Elon Musk has become a de facto leading voice about the potential of robotics and artificial, machine learning — and he has issued both cool predictions and scary ones. So as 2018 draws near, here are some of his most notable comments from 2017.
In October, a Twitter user suggested to Musk that he would love to be able to get in his car and just tell it where to drive him.
According to Musk, it will be even better than that: "it won't even need to ask you most of the time," tweeted the CEO of Tesla and SpaceX.
"It's certainly possible" that the next generation high-end Tesla Roadster, which Musk announced in November, will be able to fly for "short hops," said Musk via Twitter.
The four-seater, high-performance electric vehicle, due out in 2020, will be able to go 250 miles per hour. The first run of 1,000 Roadsters will cost $250,000 each.
The base model will go from zero to 100 kilometers per hour in 1.9 seconds, according to Musk, and "there will be a special option package that takes it to the next level."
In response to a Twitter post of a humanoid robot made by Boston Robotics jumping onto raised surfaces with the caption, "we dead," Musk responded with a warning.
"This is nothing. In a few years, that bot will move so fast you'll need a strobe light to see it. Sweet dreams…"
"There certainly will be job disruption. Because what's going to happen is robots will be able to do everything better than us. ... I mean all of us," said Musk, speaking to the National Governors Association in July. "Yeah, I am not sure exactly what to do about this. This is really the scariest problem to me, I will tell you."

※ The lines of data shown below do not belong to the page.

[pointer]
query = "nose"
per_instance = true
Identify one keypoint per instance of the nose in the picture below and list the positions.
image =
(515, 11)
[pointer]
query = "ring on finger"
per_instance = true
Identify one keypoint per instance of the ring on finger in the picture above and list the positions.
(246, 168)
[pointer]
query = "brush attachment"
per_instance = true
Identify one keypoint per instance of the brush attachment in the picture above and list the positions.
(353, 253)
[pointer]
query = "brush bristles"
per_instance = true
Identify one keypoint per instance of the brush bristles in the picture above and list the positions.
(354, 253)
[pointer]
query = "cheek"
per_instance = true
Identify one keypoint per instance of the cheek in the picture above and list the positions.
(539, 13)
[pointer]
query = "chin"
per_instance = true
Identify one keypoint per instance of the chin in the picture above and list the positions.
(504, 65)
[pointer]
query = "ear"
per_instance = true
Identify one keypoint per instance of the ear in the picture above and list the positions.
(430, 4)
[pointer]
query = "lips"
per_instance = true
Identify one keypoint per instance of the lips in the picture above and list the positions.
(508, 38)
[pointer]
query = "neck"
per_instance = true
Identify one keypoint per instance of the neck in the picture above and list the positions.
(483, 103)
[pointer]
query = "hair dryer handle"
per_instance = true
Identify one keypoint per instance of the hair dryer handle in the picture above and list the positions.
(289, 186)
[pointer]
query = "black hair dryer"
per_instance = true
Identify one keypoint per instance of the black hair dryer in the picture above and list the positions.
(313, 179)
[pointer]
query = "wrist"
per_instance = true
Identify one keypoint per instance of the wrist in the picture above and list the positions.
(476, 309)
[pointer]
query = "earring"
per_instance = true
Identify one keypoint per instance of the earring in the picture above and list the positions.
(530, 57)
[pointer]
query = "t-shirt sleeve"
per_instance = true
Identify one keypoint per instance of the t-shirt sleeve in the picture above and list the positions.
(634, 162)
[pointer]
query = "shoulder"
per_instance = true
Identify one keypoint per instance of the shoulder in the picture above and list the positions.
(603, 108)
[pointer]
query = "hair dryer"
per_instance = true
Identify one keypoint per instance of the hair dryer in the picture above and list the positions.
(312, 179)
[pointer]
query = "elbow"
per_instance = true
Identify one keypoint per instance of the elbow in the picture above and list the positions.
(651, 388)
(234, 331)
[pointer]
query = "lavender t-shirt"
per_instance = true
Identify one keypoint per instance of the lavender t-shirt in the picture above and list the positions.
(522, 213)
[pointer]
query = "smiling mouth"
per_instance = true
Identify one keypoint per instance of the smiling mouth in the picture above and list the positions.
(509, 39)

Transportation operators will be the first to lose their jobs, says Musk. (According to the U.S. Department of Transportation, one in seven jobs in the U.S. is transportation-related.) But no job is safe, he says.
"Transport will be one of the first to go fully autonomous. But when I say everything — the robots will be able to do everything, bar nothing."
Global competition to be the country with the most sophisticated AI will be the cause of the next world war, Musk predicts. His comment was responding to a story about Russian president Vladimir Putin predicting the country winning in artificial intelligence "will be the ruler of the world."
Musk posted the warning with a photo of a poster that read "in the end, the machines will win."
"I have exposure to the most cutting edge AI, and I think people should be really concerned by it," Musk said at the National Governors Association. "AI is a fundamental risk to the existence of human civilization in a way that car accidents, airplane crashes, faulty drugs or bad food were not — they were harmful to a set of individuals within society, of course, but they were not harmful to society as a whole."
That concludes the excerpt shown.